В свете реальности, о которой здесь, в конечном счете, идет речь, неясные исторические вопросы этого пути ко кресту блекнут как второстепенные. Что бы ни было непосредственным поводом к открытой вспышке конфликта, каковы бы ни были мотивы предателя, точные обстоятельства ареста и процедуры процесса, кто бы ни был конкретно виновным, где бы и когда точно ни происходили отдельные стадии этого пути: смерть Иисуса не была случайностью, не была трагической судебной ошибкой или актом чистого произвола, но исторической необходимостью, включающей вину ответственных за нее. Лишь полное переосмысление, действительная metanoia
всех причастных лиц, новое сознание, отказ от замкнутости на своих собственных делах, от всей законной самоуверенности и самооправдания и обращение в радикальном доверии к возвещенным Иисусом Богу безусловной благодати и неограниченной любви могли бы предотвратить эту необходимость.Насильственный конец Иисуса заключался в логике его благовестия и поведения.

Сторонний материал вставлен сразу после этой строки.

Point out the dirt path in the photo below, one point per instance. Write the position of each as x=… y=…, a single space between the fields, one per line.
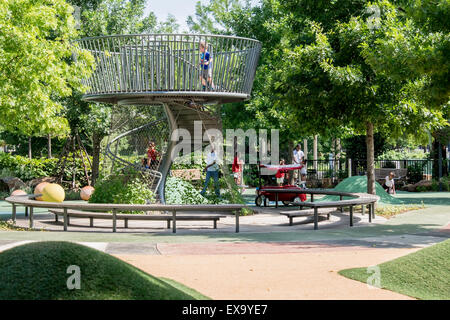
x=309 y=274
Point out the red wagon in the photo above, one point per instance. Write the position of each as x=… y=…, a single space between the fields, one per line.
x=286 y=197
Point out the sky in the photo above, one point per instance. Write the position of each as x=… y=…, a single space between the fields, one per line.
x=181 y=9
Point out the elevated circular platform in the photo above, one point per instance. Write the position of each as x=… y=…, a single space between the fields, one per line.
x=149 y=68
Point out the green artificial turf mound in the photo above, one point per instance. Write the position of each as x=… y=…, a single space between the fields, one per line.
x=358 y=184
x=39 y=271
x=424 y=274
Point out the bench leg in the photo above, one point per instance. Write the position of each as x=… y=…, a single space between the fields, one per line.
x=316 y=218
x=114 y=220
x=276 y=200
x=65 y=219
x=174 y=219
x=31 y=218
x=351 y=216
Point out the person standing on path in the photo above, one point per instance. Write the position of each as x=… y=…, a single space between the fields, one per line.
x=212 y=170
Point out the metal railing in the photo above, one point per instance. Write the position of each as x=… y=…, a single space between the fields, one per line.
x=128 y=65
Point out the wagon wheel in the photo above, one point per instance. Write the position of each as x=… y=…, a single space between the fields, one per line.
x=297 y=200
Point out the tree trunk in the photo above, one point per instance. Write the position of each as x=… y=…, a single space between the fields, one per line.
x=29 y=148
x=315 y=152
x=435 y=156
x=305 y=148
x=49 y=146
x=370 y=159
x=96 y=140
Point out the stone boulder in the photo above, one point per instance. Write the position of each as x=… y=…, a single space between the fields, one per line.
x=33 y=183
x=10 y=184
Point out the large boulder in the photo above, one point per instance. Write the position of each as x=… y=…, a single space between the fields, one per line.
x=33 y=183
x=11 y=183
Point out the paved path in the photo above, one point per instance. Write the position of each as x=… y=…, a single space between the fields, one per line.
x=268 y=259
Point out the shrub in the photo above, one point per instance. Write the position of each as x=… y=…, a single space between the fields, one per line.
x=28 y=169
x=179 y=191
x=389 y=164
x=415 y=172
x=122 y=189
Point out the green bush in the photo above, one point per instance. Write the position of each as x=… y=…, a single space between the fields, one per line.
x=415 y=172
x=27 y=169
x=122 y=189
x=389 y=164
x=179 y=191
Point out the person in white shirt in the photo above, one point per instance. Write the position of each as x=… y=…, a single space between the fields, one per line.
x=389 y=184
x=212 y=170
x=298 y=158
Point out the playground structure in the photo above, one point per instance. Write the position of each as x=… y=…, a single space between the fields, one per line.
x=165 y=71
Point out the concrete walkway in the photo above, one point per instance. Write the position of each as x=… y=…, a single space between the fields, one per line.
x=268 y=259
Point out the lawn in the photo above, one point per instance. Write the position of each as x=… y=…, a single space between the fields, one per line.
x=39 y=271
x=424 y=274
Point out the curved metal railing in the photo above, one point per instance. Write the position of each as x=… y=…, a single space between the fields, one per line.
x=169 y=65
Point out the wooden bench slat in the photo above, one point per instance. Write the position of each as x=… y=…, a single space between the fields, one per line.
x=101 y=215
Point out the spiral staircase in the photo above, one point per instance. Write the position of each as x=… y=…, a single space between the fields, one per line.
x=164 y=71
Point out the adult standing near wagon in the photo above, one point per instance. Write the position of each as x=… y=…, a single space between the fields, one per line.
x=212 y=170
x=297 y=158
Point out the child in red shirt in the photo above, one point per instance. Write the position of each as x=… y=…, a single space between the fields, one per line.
x=280 y=174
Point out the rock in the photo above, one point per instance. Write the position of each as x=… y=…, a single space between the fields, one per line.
x=12 y=183
x=33 y=183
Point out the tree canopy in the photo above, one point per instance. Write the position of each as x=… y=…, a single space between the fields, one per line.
x=36 y=65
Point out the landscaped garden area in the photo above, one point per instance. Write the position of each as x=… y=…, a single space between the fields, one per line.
x=152 y=158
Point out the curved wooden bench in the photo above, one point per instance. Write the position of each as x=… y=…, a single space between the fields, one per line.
x=361 y=199
x=65 y=207
x=126 y=217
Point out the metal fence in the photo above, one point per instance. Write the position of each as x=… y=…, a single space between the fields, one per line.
x=320 y=169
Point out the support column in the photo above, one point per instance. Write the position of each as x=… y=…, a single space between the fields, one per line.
x=166 y=162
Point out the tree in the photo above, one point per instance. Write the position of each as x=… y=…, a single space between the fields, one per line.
x=215 y=17
x=36 y=65
x=315 y=69
x=107 y=17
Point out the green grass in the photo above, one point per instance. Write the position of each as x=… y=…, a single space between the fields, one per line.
x=424 y=274
x=39 y=271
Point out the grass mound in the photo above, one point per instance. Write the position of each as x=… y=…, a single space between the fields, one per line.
x=39 y=271
x=358 y=184
x=424 y=274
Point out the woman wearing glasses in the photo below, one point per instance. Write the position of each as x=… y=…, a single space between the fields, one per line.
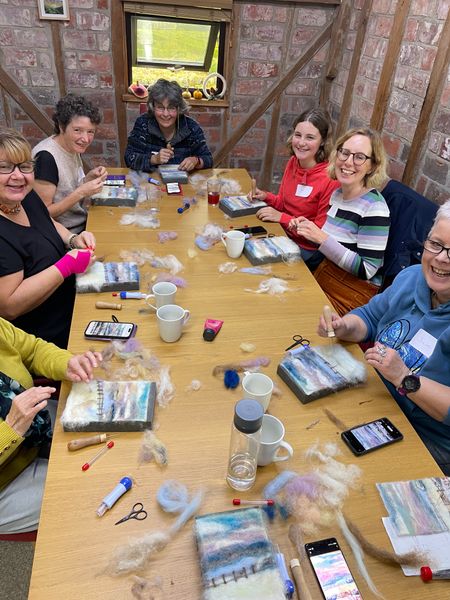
x=37 y=287
x=165 y=134
x=353 y=239
x=59 y=176
x=410 y=325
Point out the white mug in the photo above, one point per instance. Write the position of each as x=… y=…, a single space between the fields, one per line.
x=163 y=292
x=234 y=241
x=171 y=319
x=272 y=434
x=259 y=387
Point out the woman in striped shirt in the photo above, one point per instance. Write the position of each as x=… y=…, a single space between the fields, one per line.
x=354 y=237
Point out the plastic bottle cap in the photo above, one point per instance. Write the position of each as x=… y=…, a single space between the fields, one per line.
x=248 y=415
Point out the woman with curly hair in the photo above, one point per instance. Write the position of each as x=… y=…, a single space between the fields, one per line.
x=59 y=176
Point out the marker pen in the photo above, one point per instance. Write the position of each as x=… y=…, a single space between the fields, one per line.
x=108 y=501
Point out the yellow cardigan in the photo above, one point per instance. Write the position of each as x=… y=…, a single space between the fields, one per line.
x=20 y=354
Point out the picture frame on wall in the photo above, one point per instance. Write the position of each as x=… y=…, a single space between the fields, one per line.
x=54 y=9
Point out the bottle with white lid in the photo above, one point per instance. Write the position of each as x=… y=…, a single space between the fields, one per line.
x=244 y=444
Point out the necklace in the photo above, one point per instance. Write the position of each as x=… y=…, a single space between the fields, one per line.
x=11 y=210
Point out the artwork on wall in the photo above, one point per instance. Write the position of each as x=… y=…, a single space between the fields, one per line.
x=54 y=9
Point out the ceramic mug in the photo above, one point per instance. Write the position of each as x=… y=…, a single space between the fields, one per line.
x=259 y=387
x=171 y=319
x=272 y=434
x=163 y=292
x=234 y=242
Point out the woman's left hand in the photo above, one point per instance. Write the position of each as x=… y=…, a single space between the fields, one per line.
x=189 y=163
x=387 y=362
x=79 y=367
x=85 y=239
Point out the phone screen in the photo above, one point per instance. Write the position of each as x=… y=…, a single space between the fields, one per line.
x=370 y=436
x=109 y=329
x=331 y=570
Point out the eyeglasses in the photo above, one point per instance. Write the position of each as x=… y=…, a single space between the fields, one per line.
x=172 y=110
x=26 y=167
x=359 y=158
x=435 y=247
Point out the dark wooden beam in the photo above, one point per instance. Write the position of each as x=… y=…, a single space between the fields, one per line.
x=429 y=106
x=273 y=94
x=390 y=65
x=353 y=71
x=120 y=72
x=26 y=103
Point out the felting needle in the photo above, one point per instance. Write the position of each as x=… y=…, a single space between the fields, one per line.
x=86 y=466
x=328 y=321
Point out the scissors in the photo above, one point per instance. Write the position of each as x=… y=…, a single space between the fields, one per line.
x=137 y=512
x=298 y=339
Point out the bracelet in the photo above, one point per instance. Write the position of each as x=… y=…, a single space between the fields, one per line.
x=70 y=243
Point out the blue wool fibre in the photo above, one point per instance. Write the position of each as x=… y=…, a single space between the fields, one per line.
x=231 y=379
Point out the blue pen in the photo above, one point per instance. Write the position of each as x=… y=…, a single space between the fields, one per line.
x=281 y=564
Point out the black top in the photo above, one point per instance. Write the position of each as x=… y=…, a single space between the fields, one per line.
x=31 y=250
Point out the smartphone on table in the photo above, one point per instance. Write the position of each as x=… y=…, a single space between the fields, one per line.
x=109 y=330
x=371 y=436
x=331 y=570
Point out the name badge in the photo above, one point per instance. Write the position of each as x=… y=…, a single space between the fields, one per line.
x=303 y=191
x=424 y=342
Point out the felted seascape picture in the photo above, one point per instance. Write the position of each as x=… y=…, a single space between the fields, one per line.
x=109 y=277
x=271 y=249
x=314 y=373
x=109 y=406
x=236 y=556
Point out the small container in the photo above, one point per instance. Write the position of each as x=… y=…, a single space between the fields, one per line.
x=244 y=444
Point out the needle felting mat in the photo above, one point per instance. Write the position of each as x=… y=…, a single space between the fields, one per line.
x=236 y=556
x=312 y=373
x=109 y=277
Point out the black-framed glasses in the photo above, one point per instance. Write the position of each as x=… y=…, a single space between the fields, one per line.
x=435 y=247
x=359 y=158
x=26 y=167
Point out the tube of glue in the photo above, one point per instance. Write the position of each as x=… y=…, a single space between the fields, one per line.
x=211 y=329
x=108 y=501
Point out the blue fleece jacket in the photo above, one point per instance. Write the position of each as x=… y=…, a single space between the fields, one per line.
x=146 y=137
x=393 y=318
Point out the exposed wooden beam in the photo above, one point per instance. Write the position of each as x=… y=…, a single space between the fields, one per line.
x=273 y=93
x=25 y=102
x=429 y=106
x=353 y=71
x=120 y=71
x=335 y=51
x=390 y=65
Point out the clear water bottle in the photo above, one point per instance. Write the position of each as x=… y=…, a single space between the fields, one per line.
x=244 y=444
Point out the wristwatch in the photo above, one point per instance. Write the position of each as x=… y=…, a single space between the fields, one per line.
x=409 y=384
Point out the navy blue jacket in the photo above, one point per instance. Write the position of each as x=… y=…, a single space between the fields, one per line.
x=146 y=137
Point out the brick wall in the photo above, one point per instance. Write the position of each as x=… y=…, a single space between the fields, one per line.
x=271 y=36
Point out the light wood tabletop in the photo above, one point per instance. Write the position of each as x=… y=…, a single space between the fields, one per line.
x=74 y=544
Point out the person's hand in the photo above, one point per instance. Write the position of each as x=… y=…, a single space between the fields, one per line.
x=260 y=195
x=25 y=407
x=79 y=367
x=308 y=230
x=269 y=214
x=387 y=362
x=85 y=239
x=188 y=164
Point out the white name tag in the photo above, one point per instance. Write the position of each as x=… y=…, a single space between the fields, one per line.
x=424 y=342
x=303 y=191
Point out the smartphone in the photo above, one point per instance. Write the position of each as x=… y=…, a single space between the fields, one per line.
x=331 y=570
x=109 y=330
x=370 y=436
x=255 y=231
x=173 y=188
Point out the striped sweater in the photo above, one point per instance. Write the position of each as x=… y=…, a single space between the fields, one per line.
x=358 y=231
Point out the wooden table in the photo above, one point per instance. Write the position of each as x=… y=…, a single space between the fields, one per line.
x=74 y=545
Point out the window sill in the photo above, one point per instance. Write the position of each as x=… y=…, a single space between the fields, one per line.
x=192 y=102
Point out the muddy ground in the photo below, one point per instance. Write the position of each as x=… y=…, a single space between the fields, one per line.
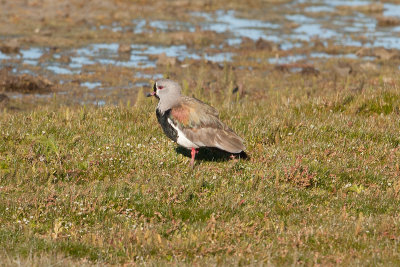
x=103 y=52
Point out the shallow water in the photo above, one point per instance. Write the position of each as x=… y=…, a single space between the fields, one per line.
x=308 y=20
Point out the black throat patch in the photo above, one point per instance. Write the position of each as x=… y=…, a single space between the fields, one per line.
x=167 y=128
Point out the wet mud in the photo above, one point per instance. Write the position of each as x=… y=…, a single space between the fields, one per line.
x=104 y=52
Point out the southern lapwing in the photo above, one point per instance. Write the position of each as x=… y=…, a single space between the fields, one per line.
x=192 y=123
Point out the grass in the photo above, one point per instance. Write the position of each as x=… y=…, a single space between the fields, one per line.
x=85 y=185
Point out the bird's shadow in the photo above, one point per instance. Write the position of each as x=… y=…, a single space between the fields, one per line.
x=211 y=154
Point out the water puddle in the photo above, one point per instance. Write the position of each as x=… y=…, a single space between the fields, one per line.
x=291 y=25
x=91 y=85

Крестная смерть Иисуса была реакцией хранителей закона, права и морали на его действия. Он не просто пассивно принял смерть, но активно провоцировал ее. Лишь его благовестие разъясняет его осуждение. Лишь его действия проясняют его страдания. Лишь его жизнь и деятельность в целом делают ясным, что крест этого человека отличается от крестов тех иудейских бойцов сопротивления, которые римляне через несколько десятилетий после смерти Иисуса воздвигли в большом количестве у стен окруженной столицы, как и от тех 7000 крестов римских рабов, которые поставили на Аппиевой дороге после подавления неудачного восстания Спартака (не распятого, но падшего в бою!), а также от бесчисленных больших и малых крестов всех замученных и истерзанных в ходе мировой истории.Смерть Иисуса была расплатой за его жизнь. Однако совершенно в ином смысле, чем — после неудачного восшествия на престол — убийство политика Юлия Цезаря Брутом, записанное Плутархом в исторической и поэтической любознательности, и перенесенное Шекспиром в драму. Смерть не применявшего насилие Иисуса из
Назарета, который не стремился к политической власти, но выступал лишь за Бога и его волю, имеет другое значение. Евангельские повествования о крестной смерти не нуждаются в драматическом или историческом переложении, но в своем прозаическом величии ставят вопрос, почему именно его обрекли на такие безграничные страдания.
Если рассматривать не только повествования о Страстях, но и Евангелия в целом, только на фоне, которых становятся понятными повествования о Страстях, то совершенно ясно, почему дело дошло до этого, почему он умер не в результате сердечного приступа или несчастного случая, но был убит. Разве могла иерархия отпустить на свободу этого радикала, который самовольно, без ссылок и обоснований, возвещал волю Божью?
Этого лжеучителя,
который ставил под вопрос закон и весь религиозно–общественный порядок, принося замешательство в религиозно и политически несведущий народ?Этого лжепророка,
который предсказывал разрушение Храма и ставил под вопрос весь культ, вызывая глубочайшую неуверенность именно у традиционно благочестивых людей?Этого богохульника,
который в не знающей границ любви принимал в число своих последователей и друзей неблагочестивых и морально неустойчивых, нарушителей закона и беззаконников, который в скрытой враждебности к закону и Храму уничижал высокого и праведного Бога закона и Храма до уровня Бога этих безбожников и безнадежных людей и в возмутительной дерзости, лично даруя и подтверждая прощение здесь и сейчас, вторгался в глубочайшие суверенные права Бога?Этого соблазнителя народа,
который личностно представлял собой беспрецедентный вызов всей общественной системе, провокацию авторитета, восстание против иерархии и ее богословия — ведь все это могло иметь следствием не только смятение и неуверенность, но настоящие беспорядки, демонстрации, даже новое народное восстание и постоянно грозящий серьезный конфликт с захватнической армией, вооруженную интервенцию римской имперской власти?Враг закона, с богословской и политической точек зрения, — это также враг народа! Было естественно, что согласно проницательному замечанию Иоанна, первосвященник Каиафа во время решающего заседания синедриона призвал задуматься: «Вы ничего не знаете, и не подумаете, что лучше нам, чтобы один человек умер за людей, нежели чтобы весь народ погиб».